Begin speaking and acting with one voice. Begin speaking and acting as you would if you were a full member of the community of nations. Act to heal the rift within your people by recognizing the consensus which favors a permanent solution through compromise, rather than catering to unbending, scripture-distorting militants and their delusions of full victory, the fulfillment of all pipe dreams, the realization of an impossible ideal.
Resist the temptation to put too much stock in the opinions of your military men. In the international legal no man's land of conquered territory, resist the temptation to believe that a state undeclared can remain indefinitely ungoverned. Resist the temptation to believe that human beings can indefinitely accept a permanent state of war and the deprivation, grief, and despondency that are part and parcel of it.
2. Stop reveling in your pariah status
Listen to your critics. They may have a point. Just because the whole world seems to be against you doesn't mean that you're necessarily doing anything right.
Fool your enemy ? approach him.

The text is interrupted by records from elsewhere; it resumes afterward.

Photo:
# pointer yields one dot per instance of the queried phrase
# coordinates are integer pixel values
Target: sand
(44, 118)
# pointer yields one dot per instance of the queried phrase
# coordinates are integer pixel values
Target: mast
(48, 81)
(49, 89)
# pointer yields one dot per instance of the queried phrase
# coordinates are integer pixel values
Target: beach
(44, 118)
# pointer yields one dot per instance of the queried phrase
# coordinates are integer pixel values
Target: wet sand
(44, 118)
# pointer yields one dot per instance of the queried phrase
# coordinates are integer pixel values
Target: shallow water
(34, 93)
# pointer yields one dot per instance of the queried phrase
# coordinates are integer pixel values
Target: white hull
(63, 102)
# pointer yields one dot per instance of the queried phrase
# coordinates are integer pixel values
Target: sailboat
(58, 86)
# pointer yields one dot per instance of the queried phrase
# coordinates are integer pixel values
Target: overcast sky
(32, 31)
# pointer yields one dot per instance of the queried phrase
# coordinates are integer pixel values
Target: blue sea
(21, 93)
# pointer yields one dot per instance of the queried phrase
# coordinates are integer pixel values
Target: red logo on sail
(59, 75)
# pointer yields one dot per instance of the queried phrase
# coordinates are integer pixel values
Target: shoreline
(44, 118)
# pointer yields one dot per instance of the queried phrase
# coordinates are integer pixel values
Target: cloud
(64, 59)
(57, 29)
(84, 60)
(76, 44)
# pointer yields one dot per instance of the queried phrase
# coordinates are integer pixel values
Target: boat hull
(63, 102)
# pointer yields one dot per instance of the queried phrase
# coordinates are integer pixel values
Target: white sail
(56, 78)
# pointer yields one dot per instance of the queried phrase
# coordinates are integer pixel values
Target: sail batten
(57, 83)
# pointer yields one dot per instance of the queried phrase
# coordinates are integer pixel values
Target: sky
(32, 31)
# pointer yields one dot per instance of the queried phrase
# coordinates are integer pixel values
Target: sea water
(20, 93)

You have offered a cease-fire of 50 years' duration. A positive step. Now try this: Make the same offer, without immediately following it with a renewed commitment to the destruction of Israel.
3. The world owes you. So what?
Of course, the world owes you for your suffering, for your deprivation, for your loss of homeland and livelihood and property.
Here's how it works in practice, though: The world owes a lot of people. Maybe that's why the world does not pay its moral debts.
It's up to you now. Fatah is too corrupt, too decayed, too broken to take the actions needed to create a real Palestine. An independent Palestine will come not through a cataclysmic military defeat of Israel, but through a bitter and intelligent diplomatic accommodation that gives each side the most it can expect under impossible circumstances.
4. The other side is a fact. Relate to it as permanent.
Golda Meir waved away the idea of a Palestinian people, Meir Kahane and Rehavam Ze'evi nursed dreams of expelling the Palestinian people. You're still here.
And so are we. Both sides have their separate readings of thousands of years of history, but the moral is the same. Both sides will do absolutely anything to remain here.
Perhaps one day, we might even go so far as to make peace.